だから、オレが中学の頃に、親同士が仲が良かった魅月と許嫁になった。


魅月の家もかなり大きい方なので、それからその手の話はなかったのだが。


羽鈴家は世界的にも有名な家。

そこら辺の家は口出し出来なくても、羽鈴家なら確かに出来るだろう。


「オレからお前の親に断っておくから、心配すんな。」


「うーん。無理ゲーだね。私の親がそれで諦めるるとは思えないし、あらゆる手を使って結婚させようとするだろうね。」


「なっ!?マジかよ!?」


「うん。マジだろうね。」


前にオレに求婚してきた家は、断られたらカンタンに引き下がる家も少なくなかった。


自分たちの娘を大事に思っていたから、どんな手を使ってでも求婚することなんてしなかったからだ。

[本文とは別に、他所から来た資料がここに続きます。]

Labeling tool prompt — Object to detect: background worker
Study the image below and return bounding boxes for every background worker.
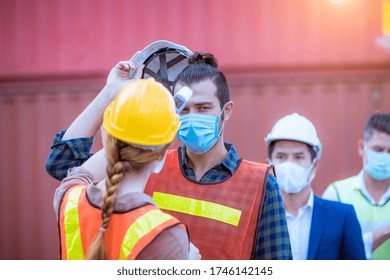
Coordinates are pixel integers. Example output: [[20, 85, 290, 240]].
[[265, 113, 365, 260], [54, 78, 200, 260], [322, 113, 390, 260], [46, 44, 291, 259]]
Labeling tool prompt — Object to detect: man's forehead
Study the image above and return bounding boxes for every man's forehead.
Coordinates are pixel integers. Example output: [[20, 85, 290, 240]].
[[274, 140, 309, 153]]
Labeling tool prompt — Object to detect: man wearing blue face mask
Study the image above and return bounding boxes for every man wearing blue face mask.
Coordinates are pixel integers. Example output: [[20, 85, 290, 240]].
[[322, 113, 390, 260], [265, 113, 365, 260], [46, 42, 292, 260]]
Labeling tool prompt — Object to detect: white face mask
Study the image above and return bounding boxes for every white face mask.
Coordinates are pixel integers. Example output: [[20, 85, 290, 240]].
[[275, 161, 315, 193]]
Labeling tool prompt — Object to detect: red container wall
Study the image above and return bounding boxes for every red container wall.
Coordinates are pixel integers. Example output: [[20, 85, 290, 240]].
[[0, 0, 390, 76], [0, 0, 390, 259]]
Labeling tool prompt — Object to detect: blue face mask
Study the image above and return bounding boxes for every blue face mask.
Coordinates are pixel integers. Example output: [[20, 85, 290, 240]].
[[178, 109, 223, 154], [364, 149, 390, 181]]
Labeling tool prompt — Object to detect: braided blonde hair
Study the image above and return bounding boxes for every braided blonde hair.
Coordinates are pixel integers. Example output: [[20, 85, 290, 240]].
[[85, 134, 169, 260]]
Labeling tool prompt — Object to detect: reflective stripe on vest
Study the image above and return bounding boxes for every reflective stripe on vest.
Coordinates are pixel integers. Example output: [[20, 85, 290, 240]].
[[119, 210, 178, 260], [64, 186, 84, 260], [153, 192, 241, 226], [332, 177, 390, 260], [59, 186, 186, 260], [145, 150, 268, 260]]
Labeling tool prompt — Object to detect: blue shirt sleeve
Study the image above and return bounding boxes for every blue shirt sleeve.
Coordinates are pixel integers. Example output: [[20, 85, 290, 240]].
[[254, 174, 292, 260], [46, 130, 93, 181]]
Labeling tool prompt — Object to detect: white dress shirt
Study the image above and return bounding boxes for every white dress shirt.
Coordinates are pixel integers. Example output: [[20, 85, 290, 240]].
[[322, 170, 390, 259], [286, 191, 314, 260]]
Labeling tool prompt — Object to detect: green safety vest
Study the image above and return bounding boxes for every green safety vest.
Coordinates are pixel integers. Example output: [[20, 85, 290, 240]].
[[331, 176, 390, 260]]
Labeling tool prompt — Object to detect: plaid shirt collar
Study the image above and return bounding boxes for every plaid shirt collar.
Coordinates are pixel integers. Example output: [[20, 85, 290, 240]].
[[179, 142, 241, 176]]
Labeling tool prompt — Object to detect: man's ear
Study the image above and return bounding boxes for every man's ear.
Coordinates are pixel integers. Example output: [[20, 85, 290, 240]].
[[223, 100, 234, 122]]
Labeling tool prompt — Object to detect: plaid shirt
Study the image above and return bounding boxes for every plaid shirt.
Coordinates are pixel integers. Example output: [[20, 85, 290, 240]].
[[46, 130, 292, 260]]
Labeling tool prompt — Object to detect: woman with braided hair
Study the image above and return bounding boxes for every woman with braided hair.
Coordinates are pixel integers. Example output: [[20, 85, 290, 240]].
[[54, 78, 200, 260]]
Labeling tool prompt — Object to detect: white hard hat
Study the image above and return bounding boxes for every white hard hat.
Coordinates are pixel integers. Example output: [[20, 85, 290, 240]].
[[133, 40, 193, 93], [264, 113, 322, 159]]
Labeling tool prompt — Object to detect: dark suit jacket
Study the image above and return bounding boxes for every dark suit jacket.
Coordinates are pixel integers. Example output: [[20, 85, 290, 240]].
[[307, 196, 366, 260]]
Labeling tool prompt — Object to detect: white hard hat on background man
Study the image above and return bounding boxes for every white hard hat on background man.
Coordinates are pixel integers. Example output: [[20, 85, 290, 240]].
[[264, 113, 322, 159]]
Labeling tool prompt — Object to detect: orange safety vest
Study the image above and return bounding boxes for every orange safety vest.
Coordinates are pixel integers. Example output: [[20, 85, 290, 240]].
[[145, 150, 268, 260], [58, 185, 186, 260]]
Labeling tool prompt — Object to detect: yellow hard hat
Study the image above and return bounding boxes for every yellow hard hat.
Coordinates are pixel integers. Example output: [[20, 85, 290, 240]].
[[103, 78, 180, 146]]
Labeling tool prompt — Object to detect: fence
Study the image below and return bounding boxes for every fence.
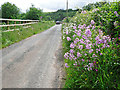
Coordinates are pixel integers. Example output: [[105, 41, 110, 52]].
[[0, 18, 39, 30]]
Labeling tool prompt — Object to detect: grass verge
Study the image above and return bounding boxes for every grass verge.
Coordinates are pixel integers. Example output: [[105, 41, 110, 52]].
[[0, 21, 55, 49]]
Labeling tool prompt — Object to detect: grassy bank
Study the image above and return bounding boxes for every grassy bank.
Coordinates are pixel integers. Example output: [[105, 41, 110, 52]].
[[63, 2, 120, 90], [2, 21, 55, 48]]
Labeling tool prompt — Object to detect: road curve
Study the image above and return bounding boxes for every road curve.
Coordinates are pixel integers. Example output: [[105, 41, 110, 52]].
[[2, 25, 62, 88]]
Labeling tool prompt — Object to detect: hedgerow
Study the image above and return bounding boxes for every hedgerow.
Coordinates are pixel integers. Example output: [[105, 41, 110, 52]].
[[63, 2, 120, 89]]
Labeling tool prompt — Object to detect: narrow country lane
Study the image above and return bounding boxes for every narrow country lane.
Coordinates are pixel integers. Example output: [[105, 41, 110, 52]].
[[2, 25, 63, 88]]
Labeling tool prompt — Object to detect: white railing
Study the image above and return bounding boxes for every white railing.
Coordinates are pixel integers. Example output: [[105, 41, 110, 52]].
[[0, 18, 39, 30]]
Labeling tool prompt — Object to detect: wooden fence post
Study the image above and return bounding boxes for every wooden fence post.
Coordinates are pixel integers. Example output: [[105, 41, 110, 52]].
[[7, 21, 9, 30]]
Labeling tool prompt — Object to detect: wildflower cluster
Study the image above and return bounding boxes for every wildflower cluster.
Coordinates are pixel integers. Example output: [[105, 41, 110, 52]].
[[63, 20, 119, 87]]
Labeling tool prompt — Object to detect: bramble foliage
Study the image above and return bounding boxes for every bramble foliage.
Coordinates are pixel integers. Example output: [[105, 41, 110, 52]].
[[63, 2, 120, 89], [1, 2, 20, 19]]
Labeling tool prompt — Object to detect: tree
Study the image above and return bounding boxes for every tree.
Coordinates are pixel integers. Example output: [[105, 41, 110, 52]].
[[2, 2, 20, 19], [26, 5, 42, 20]]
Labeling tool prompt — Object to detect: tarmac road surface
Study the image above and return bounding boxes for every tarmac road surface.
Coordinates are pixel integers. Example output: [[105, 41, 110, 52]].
[[2, 24, 63, 88]]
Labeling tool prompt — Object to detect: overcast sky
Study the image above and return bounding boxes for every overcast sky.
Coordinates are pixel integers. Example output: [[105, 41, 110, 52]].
[[0, 0, 114, 12]]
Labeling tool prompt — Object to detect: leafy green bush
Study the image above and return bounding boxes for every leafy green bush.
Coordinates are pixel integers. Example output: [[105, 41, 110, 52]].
[[63, 2, 120, 89]]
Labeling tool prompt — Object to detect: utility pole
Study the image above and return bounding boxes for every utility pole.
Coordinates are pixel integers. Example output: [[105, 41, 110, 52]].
[[66, 0, 68, 22]]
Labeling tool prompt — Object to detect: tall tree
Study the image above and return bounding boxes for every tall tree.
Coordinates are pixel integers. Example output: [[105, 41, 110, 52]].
[[1, 2, 20, 19], [26, 5, 42, 20]]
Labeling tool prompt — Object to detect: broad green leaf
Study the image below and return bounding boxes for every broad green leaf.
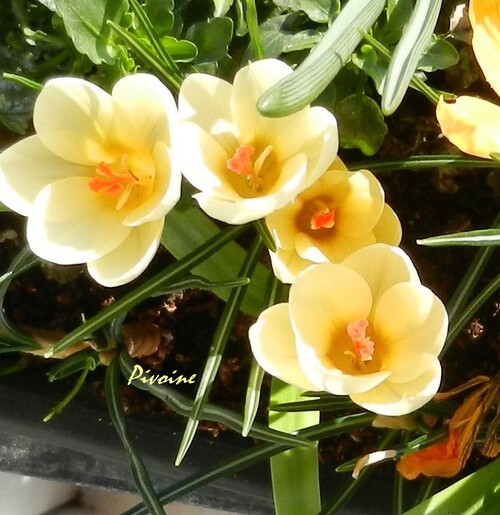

なら、コイツの親は娘を道具同然のように扱ってるってのか?


そんなこと、許されるわけがない。


「じゃあ、お前はどうしたいんだ?」


「・・・別にどうでもいいかな?」


そんな風に言う姫依の表情は、どこか悲しそうで、なにもかも諦めたようだった。


オレは、叔父さんにこのことを話した。

なんとかしてくれるかと思った。


でも、無理だった。

羽鈴家は世界的にも大企業を持つ家なので、表面上は断ることは出来ても、あらゆる手まではどうにも出来ないそうだ。


クソッ

これからどうすればいいんだよっ!


「お、かわいい孫よ。どうしたんだ、そんな顔して?」


声のする方向には、神谷宗一郎(じいさん)が立っていた。